The other clerks of her party argued like Bouille : Cybole wrote that when Jeanne refused to submit to any mortal man, hers was a Catholic reply, in conformity with the teaching of St. Peter and the apostles, "we must obey God rather than man." Brehal, Grand Inquisitor of France, quoted, " If you are led by the Spirit, you are no longer under the law." " She had certain knowledge ; on these points she had to obey no man. To abjure her revelations would have been to lie and perjure herself,"--so she and we and the Grand Inquisitor are all agreed. Brehal decided that her judges, not the Maid, were heretical.

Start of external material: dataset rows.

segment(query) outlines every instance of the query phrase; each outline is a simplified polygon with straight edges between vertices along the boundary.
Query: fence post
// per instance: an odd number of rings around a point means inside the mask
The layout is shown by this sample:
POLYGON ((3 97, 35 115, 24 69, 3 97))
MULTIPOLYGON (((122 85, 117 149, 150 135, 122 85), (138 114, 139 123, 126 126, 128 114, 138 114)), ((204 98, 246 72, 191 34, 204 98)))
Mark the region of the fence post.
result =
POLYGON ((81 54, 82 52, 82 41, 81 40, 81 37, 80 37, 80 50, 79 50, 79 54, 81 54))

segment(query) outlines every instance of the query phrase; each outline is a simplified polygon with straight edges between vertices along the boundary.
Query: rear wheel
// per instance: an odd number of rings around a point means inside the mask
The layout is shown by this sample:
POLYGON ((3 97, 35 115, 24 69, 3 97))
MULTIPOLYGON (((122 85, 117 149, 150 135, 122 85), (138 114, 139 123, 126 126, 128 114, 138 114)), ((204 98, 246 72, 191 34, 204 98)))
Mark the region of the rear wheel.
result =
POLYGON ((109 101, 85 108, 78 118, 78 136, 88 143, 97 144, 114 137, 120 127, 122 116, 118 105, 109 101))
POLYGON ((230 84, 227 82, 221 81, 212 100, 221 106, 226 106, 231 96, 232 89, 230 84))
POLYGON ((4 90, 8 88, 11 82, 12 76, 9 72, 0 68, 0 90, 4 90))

These benevolent Doctors of 1450-1456 were anxious to prove that Jeanne was too simple and ignorant to understand the questions about the Churches militant and triumphant. But she understood them perfectly well ; her genius was always adequate to every demand on it. She understood, and she took the very line later adopted by her learned clerical defenders. It was impos- sible for her, with honesty and honour, to abjure what she knew to be true. In the words of Montrose she might have said, " I am resolved to carry with me fidelity and honour to the grave." She " kept the bird in her bosom " ; she was " released with great victory," the victory of fidelity and honour over the common run of learned clerks ; over prison and iron bonds ; over weakness, and hunger, and the threat of torture, and the sight of the tormentor, and his instruments of hell.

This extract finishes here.